When he was repatriated to the United States, via Lisbon and a Swedish Red Cross ship, he connected with his older brother, then in New Jersey, and joined the US Army. Fletcher trained as a scout and returned to Europe in 1945 as a combat infantryman, serving in the 14th Armored Division and, somewhat ironically, advancing through Bavaria. He was one of the first American soldiers to enter the overcrowded inter­national prisoner-of-war camp at Moosburg, outside of Munich, Germany—Fletcher always remembered the enthusiastic reception of the prisoners, many of them Americans. He and his fellow scouts also discovered other POW and labor camps and a few satellite work camps, with their starving Jewish prisoners, of the infamous Dachau system. He was assigned to join a division scheduled for the invasion of Japan when the war ended.

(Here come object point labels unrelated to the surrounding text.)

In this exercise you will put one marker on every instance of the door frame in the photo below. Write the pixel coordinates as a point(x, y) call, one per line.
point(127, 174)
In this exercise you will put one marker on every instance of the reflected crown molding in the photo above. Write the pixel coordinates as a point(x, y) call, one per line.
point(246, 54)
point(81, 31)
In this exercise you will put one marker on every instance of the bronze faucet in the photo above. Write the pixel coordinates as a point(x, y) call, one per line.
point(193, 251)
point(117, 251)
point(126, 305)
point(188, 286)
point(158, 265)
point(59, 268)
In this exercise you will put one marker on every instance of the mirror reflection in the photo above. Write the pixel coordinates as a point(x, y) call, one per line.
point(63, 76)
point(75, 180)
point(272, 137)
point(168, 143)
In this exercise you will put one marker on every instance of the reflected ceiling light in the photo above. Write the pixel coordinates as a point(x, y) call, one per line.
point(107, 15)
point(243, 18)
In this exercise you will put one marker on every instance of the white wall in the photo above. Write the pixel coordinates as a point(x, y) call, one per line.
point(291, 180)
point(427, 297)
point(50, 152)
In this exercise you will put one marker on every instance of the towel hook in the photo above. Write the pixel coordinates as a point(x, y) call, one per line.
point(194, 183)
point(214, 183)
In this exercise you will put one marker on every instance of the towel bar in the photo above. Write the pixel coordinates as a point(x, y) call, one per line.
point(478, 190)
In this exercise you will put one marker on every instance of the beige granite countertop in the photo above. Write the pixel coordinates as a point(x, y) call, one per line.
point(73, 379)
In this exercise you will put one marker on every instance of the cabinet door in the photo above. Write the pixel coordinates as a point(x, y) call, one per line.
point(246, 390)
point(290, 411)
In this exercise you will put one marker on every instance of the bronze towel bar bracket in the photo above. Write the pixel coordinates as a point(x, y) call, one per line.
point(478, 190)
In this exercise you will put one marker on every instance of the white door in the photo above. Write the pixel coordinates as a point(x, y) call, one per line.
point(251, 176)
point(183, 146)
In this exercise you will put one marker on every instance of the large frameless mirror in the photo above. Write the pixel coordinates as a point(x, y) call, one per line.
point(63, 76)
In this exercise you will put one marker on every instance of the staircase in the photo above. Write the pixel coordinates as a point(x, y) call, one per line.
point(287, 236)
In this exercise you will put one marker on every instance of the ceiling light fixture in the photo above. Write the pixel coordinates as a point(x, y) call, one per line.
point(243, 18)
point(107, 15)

He left the Army in 1946 and obtained a degree in political science at the University of Vermont in 1949. He earned his master’s degree in history at the University of Arkansas (1952) and his doctorate at the University of Pennsylvania (1956), where he studied with the eminent Lynn Case, whom he always revered. In 1949–50, he and his new bride, Jean Tucker Fletcher, were among the first group of Fulbright Scholars and studied at the University of Belgium.

Fletcher’s teaching career took him back to the University of Vermont and then to the University of Colorado, the University of Texas, and finally to the University of Delaware, where he served from 1969 until he retired in 1989. Fletcher came to Delaware as chair of the department, a role he fulfilled from 1969 through 1975. Many of his colleagues, including this writer, remember him as the best chair that the department ever had. He regarded his office as a service role and worked selflessly to strengthen the department in every way.

He emphatically supported his numerous younger colleagues, then untenured assistant professors; almost all achieved tenure. As chair, he accepted a new structure of democratic governance for the department and made it work. He broke what was then new ground when he insisted that women professors receive compensation equal to that of men of comparable rank and accomplishment. He was the lead investigator on the first of two NEH grants that helped launch the History Media Center, still in service today. These grants permitted students to work in the National Archives and produce slides using its photographs. Fletcher even moved out of his spacious chair’s office and gave that room to the media center. As the center developed, more and more history teachers made use of its growing collection of slides—now digitized—and other media. Finally, several valuable hires took place during his tenure as chair, including two senior professors.

While teaching at the University of Vermont, Willard Fletcher became the friend of Raul Hilberg, whose The Destruction of the European Jews (1961) would become a magisterial work on the Holocaust. Inspired by Hilberg, Fletcher, too, became active in Holocaust studies and served on the Memorial Council for the United States Holocaust Memorial Museum. He taught a course on the Holocaust at Delaware before and after his retirement. It always drew a large enrollment.

Fletcher held a Guggenheim Fellowship from 1963–64. In 1976, the government of Luxembourg appointed him an officier in the Ordre de la Couronne de Chêne, an honor bestowed in recognition of his service and contributions as a historian of Luxembourg. Jean Tucker Fletcher predeceased Willard Fletcher. He is survived by their children Ian Fletcher, Colin Fletcher, Hilary Fletcher, and Brian Fletcher.